Tulaganova appeared in a documentary about Saipov’s death that was published on YouTube the day before she arrived in Uzbekistan.
“Uzbek authorities should provide a legitimate reason for their denial of entry to journalist Shahida Tulaganova or else allow her to visit her family in Uzbekistan in peace,” said Carlos Martinez de la Serna, CPJ’s program director, in New York. “Holding grudges against journalists for their coverage of vital human rights issues should have no place in the open and democratic Uzbekistan that President Shavkat Mirziyoyev claims to be building.”
Tulaganova was born in Uzbekistan but left the country in 1996 and has British citizenship.

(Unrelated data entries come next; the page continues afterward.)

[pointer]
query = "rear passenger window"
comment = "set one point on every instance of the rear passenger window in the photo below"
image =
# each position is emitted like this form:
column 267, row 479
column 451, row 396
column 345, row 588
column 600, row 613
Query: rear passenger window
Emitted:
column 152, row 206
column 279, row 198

She told CPJ that she visited Uzbekistan without problem until her coverage of the Andijan massacre, after which she did not return until attending her father’s funeral in 2022. During that visit, officers at the airport questioned her about her work for around an hour and then released her, she said.
On Wednesday, however, Tulaganova told CPJ that she noticed other ethnic Uzbek U.K. citizens on her flight were let through immigration without any problem, but an officer looked at her “like I was some sort of devil,” before making some calls and telling her she could not be let into the country.
Immigration officers offered to put her and her children on the next flight back to London two days later, saying she could wait in the airport’s transit zone until then. Tulaganova said she instead flew later that day to Riga, Latvia, with her family.
The officers initially said she would not have to pay for the flights, but Tulaganova told CPJ she paid about US$1,000 for the tickets.
Tulaganova, who also works under the name Shahida Yakub, worked as a reporter, editor, and documentary filmmaker for the BBC between 1996 and 2006 and as a presenter and editor for Current Time TV, a Russian-language project of RFE/RL and Voice of America, between 2014 and 2017. She has directed and produced numerous documentary films including the Emmy-nominated Cries from Syria, How to Plan a Revolution, and Freedom on Fire: Ukraine’s Fight for Freedom.
She told CPJ that she believes she may be blacklisted by Uzbek authorities either over her reporting on the Andijan massacre, when she was one of a small number of journalists who managed to clandestinely report from the city, or her coverage of Saipov’s death, which has been linked to Uzbek security services.
Separately, RFE/RL’s Uzbek service, known locally as Radio Ozodlik, reported that Uzbek authorities denied entry to the outlet’s reporter Umid Bobomatov in February, and previously in 2019, both times without providing any reason.
In November 2021, Uzbek authorities banned Polish journalist Agnieszka Pikulicka from entering the country, as CPJ documented at the time. In August 2022, authorities initially denied entry to CPJ Europe and Central Asia Program Coordinator Gulnoza Said, without providing a reason, before allowing her into the country after seven hours.
CPJ emailed the Ministry of Foreign Affairs of Uzbekistan for comment, but did not immediately receive any reply.